I avoided buying Origin by Dan Brown for about a year.While I really liked The Davinci Code, I have been disappointed with his other books. Recently I saw that it was available for Kindle and in a moment of weakness I bought it. I’m glad I did. It was a better book than others of his that I have read but the big interest for me was one particular character. Winston is an artificial intelligence executing on a quantum super computer. He (it?) has a key role in the plot.
Now both the computer and the AI software involved are far beyond what we have today. Of course part of the plot is that the eccentric, brilliant atheist who created Winston has achieved a huge advance beyond the rest of the computer science world. Naturally.
Winston, our AI with a British accent, helps our hero, Robert Langdon, and the beautiful (naturally) Ambra Vidal as they navigate the dangers involved in solving the mystery.
The questions I have been thinking about though come at the very end of the book. There are some surprises and some interesting and important questions. Now many will focus on the obvious science vs religion question that threads through the whole book but for me the interesting questions are the future of AI.
A lot of us grew up with science fiction AI governed by Asimov’s Three Laws of robotics. You may have noticed that people building artificial intelligence today in real life don’t seem to be programming Asimov’s laws in to their software. Brown’s Winston doesn’t appear to have those laws incorporated either.
I don’t want to give any spoilers but I will say that comparing Winston’s actions to how one of Asimov’s robots would have acted might be an interesting exercise. And topic for debate.
Where is AI going? What rules of ethics or behavior will be programmed in to it? Or will we let it develop its own laws and ideals of ethics? And what will it all mean for the future of mankind? These are the questions this story brought to my mind. Have you read the book? What questions did it bring to your mind?
4 comments:
Artificial Intelligence and Machine Learning (AI/ML) look like interesting topics and something I would like to play with one of these summers. It looks more accessible now that there are packages available for Python. I have listened to a couple of podcasts on the topic, but have not tried anything.

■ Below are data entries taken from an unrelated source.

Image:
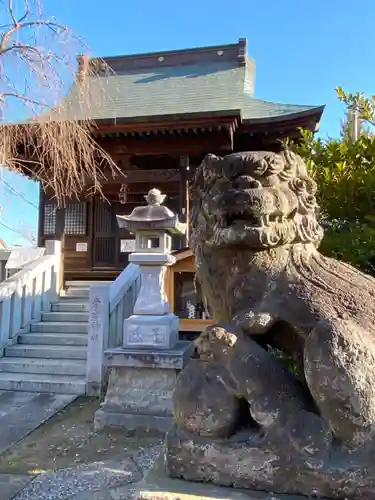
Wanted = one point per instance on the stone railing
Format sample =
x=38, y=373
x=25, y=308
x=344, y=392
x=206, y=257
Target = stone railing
x=109, y=305
x=28, y=293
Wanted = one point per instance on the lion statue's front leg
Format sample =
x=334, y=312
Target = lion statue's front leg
x=236, y=383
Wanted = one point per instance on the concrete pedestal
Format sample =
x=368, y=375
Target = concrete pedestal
x=140, y=387
x=151, y=331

Along those lines, I am interested in your thoughts on teaching AI/ML to high school students. Would that be doable for an independent study course for students after they have taken AP CSA?
Our school is small enough that we will only offer AP CSA every other year. Juniors who take the course this year would be able to take an independent study next year and looking for topics to have them dig into that would be interesting, long enough to learn for a year, and doable for a high school student.
The Davinci Code was good, the rest of his books were living off the fame of the Dacinci Code. Are you saying the Three Law of Robotics were not followed? I will have to hit Barnes and Noble.
On the AI conversation I simply have not seen anything in the way of a series of lesson plans or curriculum that I could step through that do not require extensive professional development on my part. I have found at the high school level that most teachers do not have time to build or develop a new topic from scratch. I have to have a cookbook course for the first year then the second year I can build my own course. Simply not enough time. I think AI is something that can and should be taught at the high school level, it is just having the right materials.
This post comes at an interesting time for me. At my small independent school, at least two of my current students have some experience working with Python-based machine-learning tools as summer interns at Caltech. After some initial success connecting those older students with others at the school with an interest in the topic, I've decided to get us all together--I'm interested, too!--to share experiences, references, demos... anything that might be of interest. Our first full meeting is tomorrow.
I'm looking forward to seeing how things proceed. To your point, Garth, I'll be documenting what happens with the idea of developing a potential road map for a high school-level machine learning curriculum.
I've already had conversations with a couple of CS-savvy parents who have half-jokingly proposed that we shouldn't be teaching CS at all--the future is AI. I don't agree, but I *do* think the future of high school CS should include AI/ML, even if only as an independent project for schools that don't have the population to support a full class.